I want to know that story. For whatever reason, I am not satisfied with the answers provided to me. Well, I know one answer is abuse. But that cannot be all of it because at one time they were closer. But it seems to have happened to every member of that family and then it affected them collectively. At least that is what I think.

Kiandra is always telling me to tell my stories. I think this is going to make one hell of a story. And for once- I am interested in not only telling this story, but finding out the story. For a long time I felt so alone because the only story I had was the one that was fed to me by my mother and others. I had no family- I knew that. But I knew I had a history- I had a family...once. A lot of emotions have run through me about all of this- from self blame and shame to lonliness.
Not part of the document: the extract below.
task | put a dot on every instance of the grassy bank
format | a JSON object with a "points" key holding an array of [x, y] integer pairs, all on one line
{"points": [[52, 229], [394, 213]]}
Now I am well enough to search without the answers killing me. I don't expect a miracle with this family. As I stated in my letters to all of my family- I am just hoping for contact. To know that this person is on this Earth and my genes are in common with their genes. I suppose I have a hierchy. I really hope for stable contact with Kara- even though hers will carry the greatest amount of emotion. I am pretty sure I will have stable contact with my grandmother now which is great. For Rachel- I know she has history of problems and the four kids...so maybe contact for a time. Hopefully enough to construct a story. And then Chris...since I have never met him, I have the least amount of expectations. Maybe to know he is alive and what his life was like. Where he fits in this puzzle. Then maybe I'll know some of my cousins too. That'd be an added bonus.

No matter the outcome, I know I will be forever changed. This is a family I never knew. This is a history I never knew. I might not gain all of my family back, but it will be something and something is better than I ever got before.

I am searching and I hope soon I will have a story to tell. But most of all, I will have family.